Sem categoria

Pesquisadores brasileiros demonstram como cérebro reage ao medo

Um grupo de pesquisadores do Instituto de Ciências Biomédicas (ICB) da Universidade de São Paulo (USP) mostrou que, diferentemente do que se pensava até então, o processamento neural de tipos distintos de medo percorre caminhos diferentes no cérebro.

Por Thiago Romero, para a Agência FAPESP

O trabalho, feito em ratos, foi desenvolvido no Laboratório de Neuroanatomia Funcional do ICB com apoio do Projeto Temático da FAPESP intitulado “Bases neurais dos comportamentos motivados”. O estudo teve como base a indução nos animais de estímulos de “medos instintivos”, que se caracterizam como um mecanismo de sobrevivência, e de “medos aprendidos”, que são culturais e adquiridos ao longo da vida.

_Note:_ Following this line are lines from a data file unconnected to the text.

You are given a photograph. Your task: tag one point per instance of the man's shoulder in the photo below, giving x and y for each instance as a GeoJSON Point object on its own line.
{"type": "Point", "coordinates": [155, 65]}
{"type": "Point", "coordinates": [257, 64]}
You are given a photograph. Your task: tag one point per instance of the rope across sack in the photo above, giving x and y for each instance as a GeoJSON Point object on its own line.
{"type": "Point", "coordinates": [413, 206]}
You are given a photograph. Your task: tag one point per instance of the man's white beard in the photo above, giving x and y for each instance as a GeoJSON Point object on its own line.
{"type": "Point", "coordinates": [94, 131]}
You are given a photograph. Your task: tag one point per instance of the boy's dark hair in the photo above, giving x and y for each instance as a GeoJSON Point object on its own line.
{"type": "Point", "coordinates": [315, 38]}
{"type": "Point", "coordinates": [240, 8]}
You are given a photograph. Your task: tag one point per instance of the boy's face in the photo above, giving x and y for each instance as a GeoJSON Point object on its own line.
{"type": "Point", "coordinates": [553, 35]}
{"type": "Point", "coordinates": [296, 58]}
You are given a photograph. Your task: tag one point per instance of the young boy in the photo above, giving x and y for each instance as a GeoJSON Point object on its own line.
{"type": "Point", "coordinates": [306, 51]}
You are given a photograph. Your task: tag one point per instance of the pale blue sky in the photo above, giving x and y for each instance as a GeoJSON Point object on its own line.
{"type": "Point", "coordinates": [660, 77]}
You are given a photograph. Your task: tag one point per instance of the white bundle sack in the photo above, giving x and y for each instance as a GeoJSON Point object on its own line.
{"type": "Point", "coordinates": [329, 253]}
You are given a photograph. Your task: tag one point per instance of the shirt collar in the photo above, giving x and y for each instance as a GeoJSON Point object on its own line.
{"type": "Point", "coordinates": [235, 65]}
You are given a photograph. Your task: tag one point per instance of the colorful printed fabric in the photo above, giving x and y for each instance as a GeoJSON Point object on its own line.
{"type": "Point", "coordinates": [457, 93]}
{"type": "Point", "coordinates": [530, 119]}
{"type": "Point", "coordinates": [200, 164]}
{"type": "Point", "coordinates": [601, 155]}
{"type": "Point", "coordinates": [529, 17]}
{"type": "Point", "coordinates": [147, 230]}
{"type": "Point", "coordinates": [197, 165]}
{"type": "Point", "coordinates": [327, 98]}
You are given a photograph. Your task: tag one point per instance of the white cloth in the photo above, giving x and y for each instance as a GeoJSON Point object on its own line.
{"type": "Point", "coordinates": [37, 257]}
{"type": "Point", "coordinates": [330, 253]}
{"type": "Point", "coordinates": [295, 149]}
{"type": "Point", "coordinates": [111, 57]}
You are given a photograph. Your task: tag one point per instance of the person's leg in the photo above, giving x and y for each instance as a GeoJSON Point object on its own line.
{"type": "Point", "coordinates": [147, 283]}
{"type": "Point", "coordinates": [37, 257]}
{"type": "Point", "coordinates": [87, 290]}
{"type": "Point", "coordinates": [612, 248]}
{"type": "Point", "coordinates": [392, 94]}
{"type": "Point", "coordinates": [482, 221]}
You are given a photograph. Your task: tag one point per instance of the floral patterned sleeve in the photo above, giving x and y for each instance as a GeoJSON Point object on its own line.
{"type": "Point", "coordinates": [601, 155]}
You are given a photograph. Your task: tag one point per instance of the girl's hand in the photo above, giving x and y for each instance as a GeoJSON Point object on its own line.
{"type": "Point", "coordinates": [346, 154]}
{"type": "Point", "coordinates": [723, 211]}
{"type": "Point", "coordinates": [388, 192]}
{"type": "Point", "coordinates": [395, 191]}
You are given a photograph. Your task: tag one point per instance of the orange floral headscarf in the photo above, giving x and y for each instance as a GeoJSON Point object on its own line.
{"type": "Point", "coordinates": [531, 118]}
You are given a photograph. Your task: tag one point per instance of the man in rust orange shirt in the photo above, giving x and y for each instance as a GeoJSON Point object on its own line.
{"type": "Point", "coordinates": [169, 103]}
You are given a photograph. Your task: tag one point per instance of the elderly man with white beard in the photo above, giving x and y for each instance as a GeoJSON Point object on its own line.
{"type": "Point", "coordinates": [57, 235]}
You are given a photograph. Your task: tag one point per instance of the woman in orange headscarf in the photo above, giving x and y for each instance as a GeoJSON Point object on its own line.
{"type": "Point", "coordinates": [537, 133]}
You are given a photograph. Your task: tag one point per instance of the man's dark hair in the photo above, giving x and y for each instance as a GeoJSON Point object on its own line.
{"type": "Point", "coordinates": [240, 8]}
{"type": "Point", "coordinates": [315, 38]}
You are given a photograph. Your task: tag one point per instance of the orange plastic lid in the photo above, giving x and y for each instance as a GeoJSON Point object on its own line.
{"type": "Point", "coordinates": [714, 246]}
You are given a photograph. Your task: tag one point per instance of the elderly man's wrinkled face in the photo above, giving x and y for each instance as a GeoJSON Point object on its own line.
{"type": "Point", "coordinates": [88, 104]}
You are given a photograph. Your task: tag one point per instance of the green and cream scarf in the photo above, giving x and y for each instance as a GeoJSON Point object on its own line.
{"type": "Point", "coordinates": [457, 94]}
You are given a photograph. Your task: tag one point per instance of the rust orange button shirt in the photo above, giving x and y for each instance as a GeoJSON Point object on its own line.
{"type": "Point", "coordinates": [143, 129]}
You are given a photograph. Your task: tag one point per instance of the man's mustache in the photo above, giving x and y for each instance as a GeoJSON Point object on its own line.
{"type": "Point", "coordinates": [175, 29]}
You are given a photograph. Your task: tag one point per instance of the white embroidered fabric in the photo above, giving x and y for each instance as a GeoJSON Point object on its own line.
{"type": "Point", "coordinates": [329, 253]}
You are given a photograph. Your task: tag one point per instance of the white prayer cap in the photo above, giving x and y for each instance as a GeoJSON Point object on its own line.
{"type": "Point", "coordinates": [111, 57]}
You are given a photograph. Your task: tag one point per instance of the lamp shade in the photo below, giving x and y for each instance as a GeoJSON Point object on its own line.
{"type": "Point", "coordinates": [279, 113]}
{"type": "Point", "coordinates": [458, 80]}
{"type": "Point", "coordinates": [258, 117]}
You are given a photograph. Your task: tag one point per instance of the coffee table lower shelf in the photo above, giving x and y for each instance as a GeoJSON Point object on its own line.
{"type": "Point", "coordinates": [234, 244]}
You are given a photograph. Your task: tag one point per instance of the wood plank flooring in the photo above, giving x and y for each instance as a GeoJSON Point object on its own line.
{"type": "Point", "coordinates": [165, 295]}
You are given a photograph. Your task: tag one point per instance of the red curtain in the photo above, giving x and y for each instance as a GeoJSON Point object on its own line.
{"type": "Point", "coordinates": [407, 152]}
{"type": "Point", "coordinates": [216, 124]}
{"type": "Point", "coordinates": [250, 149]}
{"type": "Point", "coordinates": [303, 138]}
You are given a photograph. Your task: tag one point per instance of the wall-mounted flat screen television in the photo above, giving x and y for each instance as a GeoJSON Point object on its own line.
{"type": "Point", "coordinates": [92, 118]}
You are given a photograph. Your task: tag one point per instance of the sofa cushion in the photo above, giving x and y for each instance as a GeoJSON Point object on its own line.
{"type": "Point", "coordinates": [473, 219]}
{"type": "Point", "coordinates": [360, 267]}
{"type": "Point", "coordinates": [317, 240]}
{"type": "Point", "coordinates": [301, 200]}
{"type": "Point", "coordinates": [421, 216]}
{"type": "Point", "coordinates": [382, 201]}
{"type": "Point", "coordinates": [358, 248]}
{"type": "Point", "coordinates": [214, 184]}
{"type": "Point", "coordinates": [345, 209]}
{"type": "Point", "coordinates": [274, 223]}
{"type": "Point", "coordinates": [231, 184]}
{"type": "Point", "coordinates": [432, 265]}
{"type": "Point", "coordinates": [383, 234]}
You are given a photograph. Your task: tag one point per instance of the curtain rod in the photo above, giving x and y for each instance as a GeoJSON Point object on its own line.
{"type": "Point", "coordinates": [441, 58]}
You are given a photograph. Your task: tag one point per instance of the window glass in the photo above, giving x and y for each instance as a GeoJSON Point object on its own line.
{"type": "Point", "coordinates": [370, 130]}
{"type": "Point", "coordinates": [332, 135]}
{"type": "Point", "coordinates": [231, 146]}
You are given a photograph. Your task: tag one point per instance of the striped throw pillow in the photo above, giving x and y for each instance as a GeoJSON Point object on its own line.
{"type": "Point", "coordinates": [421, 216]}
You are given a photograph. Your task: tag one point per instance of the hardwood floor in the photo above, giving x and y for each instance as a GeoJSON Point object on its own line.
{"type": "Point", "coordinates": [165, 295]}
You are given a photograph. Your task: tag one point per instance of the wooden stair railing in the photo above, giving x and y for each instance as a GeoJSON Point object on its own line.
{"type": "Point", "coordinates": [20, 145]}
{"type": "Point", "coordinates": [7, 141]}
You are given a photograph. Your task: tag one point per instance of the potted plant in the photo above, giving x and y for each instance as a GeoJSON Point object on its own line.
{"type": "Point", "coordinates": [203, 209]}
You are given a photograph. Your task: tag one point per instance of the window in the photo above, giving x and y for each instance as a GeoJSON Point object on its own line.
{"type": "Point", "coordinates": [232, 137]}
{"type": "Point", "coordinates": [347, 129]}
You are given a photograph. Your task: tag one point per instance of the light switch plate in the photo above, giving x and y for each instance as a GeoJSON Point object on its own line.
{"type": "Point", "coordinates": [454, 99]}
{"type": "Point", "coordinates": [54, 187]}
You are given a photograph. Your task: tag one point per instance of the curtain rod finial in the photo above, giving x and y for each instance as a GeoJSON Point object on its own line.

Os pesquisadores partiram ainda do princípio de que a maioria dos estudos atuais sugere que todos os tipos de medo tem o mesmo processamento neural dos “medos aprendidos” e são percebidos apenas na amígdala cerebral – lóbulo arredondado na superfície anterior do cerebelo.

Ao causar nos animais estímulos de medos aprendidos e instintivos, o estudo verificou, no entanto, que o hipotálamo tem um papel complementar às amígdalas no que diz respeito ao processamento dos estímulos relacionados à sensação de perigo durante os “medos instintivos”.

“Descobrimos que o hipotálamo tem um papel fundamental no processamento final dos sinais relacionais ao perigo, que ocorre, portanto, em uma etapa posterior à das amígdalas”, disse o coordenador do estudo, o professor Newton Canteras, do Departamento de Anatomia do ICB, à Agência FAPESP.

“Anteriormente se pensava que os estímulos de medo eram apenas processados nas amígdalas para, em seguida, serem enviados diretamente à matéria cinzenta periaquedutal, onde ocorreria algum tipo de reação. Verificamos que o processamento ocorre primeiramente na amígdala, mas, antes de serem enviados ao tronco encefálico, os estímulos são processados pelo hipotálamo. A amígdala sozinha não é suficiente”, complementou.

Os pesquisadores fizeram testes para verificar quais regiões do cérebro dos ratos foram ativadas em situações de medo instintivo, após exemplares franzinos serem colocados em gaiolas com oponentes mais fortes da mesma espécie.

Após examinarem o cérebro dos animais, eles identificaram que uma região específica do hipotálamo, o núcleo pré-mamilar dorsal, foi ativada e teve papel fundamental na transmissão dos sinais de perigo iminente. “Essa função específica do hipotálamo foi identificada pela primeira vez pelo nosso grupo de estudo”, afirmou Canteras.

Em seguida, foram provocadas lesões para desativar essa mesma área do cérebro dos ratos, que mesmo depois de se sentirem ameaçados pelos animais mais fortes não apresentaram reações de medo.

“Em frente a uma sensação de perigo iminente, o animal normalmente fica imóvel para se proteger. Nesse caso, com a lesão cerebral, os ratos perderam o medo e exploraram normalmente o ambiente em que estavam inseridos, perdendo o componente que chamamos de defesa passiva”, explicou.

Canteras estima que essa linha de pesquisa, após a realização de estudos comparativos com cérebros de seres humanos, pode levar a resultados com aplicações em humanos. “Uma aplicação direta que esse tipo de estudo pode gerar, ainda que a longo prazo, é o melhor entendimento das causas do estresse pós-traumático, por exemplo”, apontou.